New Assembly Release Process Details: Difference between revisions

Revision as of 18:20, 9 April 2010

Go to the Push Checklist

Stage and test on hgwbeta

Rsync database from hgwdev to hgwbeta

hgwbeta > hgsql

mysql > CREATE DATABASE ;

hgwbeta > hgsql -Ne "SELECT tbls FROM WHERE dbs=" qapushq > tableList

awk '{ for (i=1;i<=NF;i++) print $i }' infileName > outfileName

hgwdev > bigPush.csh tableList

Update hgcentralbeta: dbDb, blatServers, genomeClade, gdbPdb (for KnownGenes), liftOverChain

hgwdev > set db = "droVir1"

hgwdev > hgsql -N -e 'SELECT *FROM dbDb WHERE name LIKE "'$db'%"' hgcentraltest > dbDb.dev

hgwdev > hgsql -h mysqlbeta -e "LOAD DATA LOCAL INFILE 'dbDb.dev' INTO TABLE dbDb" hgcentralbeta

hgsql -Ne "SELECT * FROM blatServers WHERE db = 'danRer6'" hgcentraltest > blat.dev

hgsql -h mysqlbeta -Ne "SELECT * FROM blatServers WHERE db = 'danRer6'" hgcentralbeta

hgsql -h mysqlbeta -e "LOAD DATA LOCAL INFILE 'blat.dev' INTO TABLE blatServers" hgcentralbeta

hgsql -Ne "SELECT * FROM liftOverChain WHERE fromDb = 'danRer6' OR toDb = 'danRer6'" \

hgcentraltest > chain.dev

hgsql -h mysqlbeta -Ne "SELECT * FROM liftOverChain WHERE fromDb = 'danRer6' OR toDb = 'danRer6'" hgcentralbeta

hgsql -h mysqlbeta -e "LOAD DATA LOCAL INFILE 'chain.dev' INTO TABLE liftOverChain" hgcentralbeta

Push all of /gbdb/$db including html/description.html

add the new assembly to the mirror exclude list (to the gbdb and mysql rsync download targets) at hgdownload:/opt/csw/etc/rsyncd.conf and
push /gbdb/<new_db>/* from hgwdev to hgnfs1.

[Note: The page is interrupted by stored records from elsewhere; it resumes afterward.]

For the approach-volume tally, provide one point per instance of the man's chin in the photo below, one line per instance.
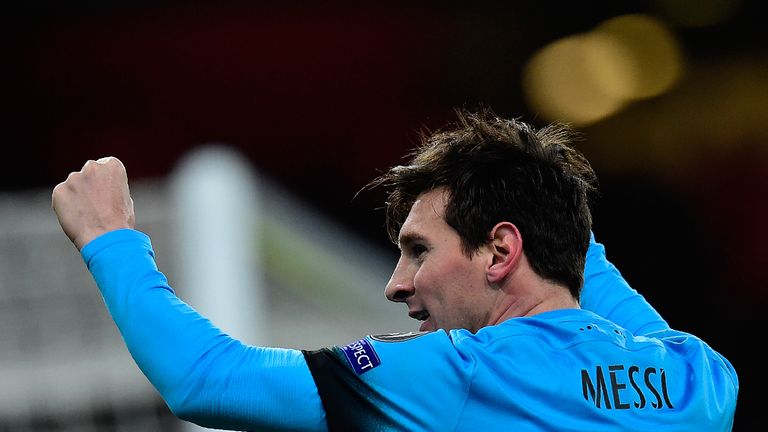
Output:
(427, 325)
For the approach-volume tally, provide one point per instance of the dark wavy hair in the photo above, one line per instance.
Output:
(498, 170)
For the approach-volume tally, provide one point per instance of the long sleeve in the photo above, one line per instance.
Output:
(608, 294)
(204, 375)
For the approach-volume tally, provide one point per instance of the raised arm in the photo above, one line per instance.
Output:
(608, 294)
(204, 375)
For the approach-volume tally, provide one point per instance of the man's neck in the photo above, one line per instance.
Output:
(529, 295)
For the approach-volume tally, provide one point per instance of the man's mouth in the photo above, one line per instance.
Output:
(421, 315)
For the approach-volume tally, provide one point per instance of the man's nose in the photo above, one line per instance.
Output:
(400, 285)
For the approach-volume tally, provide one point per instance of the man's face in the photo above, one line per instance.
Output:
(439, 283)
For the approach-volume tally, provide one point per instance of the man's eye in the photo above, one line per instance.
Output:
(418, 250)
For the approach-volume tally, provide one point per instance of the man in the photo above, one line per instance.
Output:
(492, 221)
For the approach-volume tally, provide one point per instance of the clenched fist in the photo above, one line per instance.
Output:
(93, 201)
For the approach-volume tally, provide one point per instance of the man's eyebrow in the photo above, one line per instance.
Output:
(408, 239)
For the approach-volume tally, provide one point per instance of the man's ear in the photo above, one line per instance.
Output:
(507, 249)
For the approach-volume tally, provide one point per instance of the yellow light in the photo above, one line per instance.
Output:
(559, 86)
(634, 57)
(586, 77)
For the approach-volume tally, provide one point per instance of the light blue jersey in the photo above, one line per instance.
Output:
(570, 369)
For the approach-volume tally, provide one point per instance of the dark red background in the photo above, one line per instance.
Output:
(323, 96)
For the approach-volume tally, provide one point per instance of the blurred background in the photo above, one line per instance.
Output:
(309, 101)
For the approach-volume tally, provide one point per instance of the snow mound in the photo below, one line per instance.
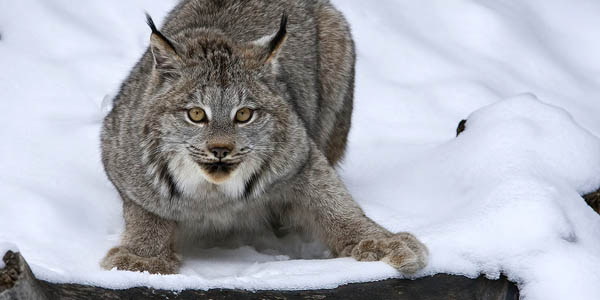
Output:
(503, 197)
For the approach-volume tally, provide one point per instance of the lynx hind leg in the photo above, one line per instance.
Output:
(402, 251)
(336, 77)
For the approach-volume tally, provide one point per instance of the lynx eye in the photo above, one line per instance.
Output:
(197, 115)
(243, 115)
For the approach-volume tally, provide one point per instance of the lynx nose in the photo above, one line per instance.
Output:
(220, 152)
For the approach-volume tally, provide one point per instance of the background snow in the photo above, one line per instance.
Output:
(502, 197)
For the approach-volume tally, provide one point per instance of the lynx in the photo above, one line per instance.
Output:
(233, 120)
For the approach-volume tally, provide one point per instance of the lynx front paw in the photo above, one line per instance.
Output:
(403, 251)
(123, 259)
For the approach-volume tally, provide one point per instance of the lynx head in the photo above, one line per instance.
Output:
(212, 110)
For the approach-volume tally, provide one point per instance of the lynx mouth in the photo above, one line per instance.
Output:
(218, 172)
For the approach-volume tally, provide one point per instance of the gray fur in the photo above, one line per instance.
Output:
(222, 56)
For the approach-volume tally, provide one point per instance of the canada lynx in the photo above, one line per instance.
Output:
(234, 119)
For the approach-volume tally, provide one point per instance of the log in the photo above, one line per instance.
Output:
(19, 283)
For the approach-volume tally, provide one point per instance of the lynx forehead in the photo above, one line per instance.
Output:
(233, 121)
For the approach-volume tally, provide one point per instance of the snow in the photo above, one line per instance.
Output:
(502, 198)
(5, 247)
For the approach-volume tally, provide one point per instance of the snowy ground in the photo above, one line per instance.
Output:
(501, 198)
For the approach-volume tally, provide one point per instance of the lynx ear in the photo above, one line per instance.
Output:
(274, 45)
(265, 50)
(163, 50)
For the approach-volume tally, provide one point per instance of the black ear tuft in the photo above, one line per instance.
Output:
(163, 50)
(279, 37)
(159, 34)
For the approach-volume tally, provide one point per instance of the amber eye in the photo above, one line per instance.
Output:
(197, 115)
(244, 115)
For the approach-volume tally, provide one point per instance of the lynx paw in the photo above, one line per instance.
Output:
(402, 251)
(123, 259)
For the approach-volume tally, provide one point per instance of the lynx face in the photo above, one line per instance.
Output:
(214, 114)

Generate trackDb in strict mode

hgwbeta> cd kent/src/hg/makeDb/trackDb

hgwbeta> make strict DBS=<new_db>

The pesky image file

~/browser/images/<image_name>

hgwdev:/usr/local/apache/htdocs/images/<image_name>

GenBank updates

add new assembly to list here:

hgwdev:~/kent/src/hg/makeDb/genbank/etc/hgwbeta.dbs

and commit the change

ssh hgwbeta

cd /genbank/etc

cvs up -dP

hgwdev> updateTimes.csh <new_db> gbLoaded

Check the .nib files

File exists and is of reasonable size (not "0")
Data is real, not a symlink for hgnfs1 (hgwbeta, Round Robin). (OK if hgwdev is a symlink)
If nib, should be one per chrom in nib subdirectory
If 2bit, should be one file and not in any subdirectory

Check default position and default tracks
Review orderKey values

hgwbeta>hgsql hgcentralbeta

mysql>select name, orderKey from dbDb order by orderKey;

Check all sample queries on hgGateway page
Run joinerCheck

hgwbeta> cd ~/kent/src/hg/makeDb/schema

hgwbeta> joinerCheck -database=<new_db> -keys all.joiner

for whole DB, single key: -identifier="actual_key"
for single track: run Bob's script from hgwdev: runjoiner.csh <database> b)Check that all tables in this database are mentioned in all.joiner:
hgwbeta> cd ~/kent/src/hg/makeDb/schema

hgwbeta>joinerCheck -database=<new_db> -tableCoverage all.joiner
Check indices (from pushQ)

mysql> show index from <table_name>;

Verify makedoc (from pushQ) Find the make file for your target dataset and check inside that the tables listed in section “Tables” (in PushQ content, beware that may not be complete!) are included. Remember to update your cvstree before you start anything!
hgwdev> /cluster/home/<uid>/checkout/kent/src/hg/makeDb/doc/<new_db.txt>
If everything is there, be sure to click on “Y” in pushQ next to MakeDoc Verified.
Run featureBits

Run code alone on some tables and then between tables. Expected results would be that gap does not have much overlap with annotation tables like genscan.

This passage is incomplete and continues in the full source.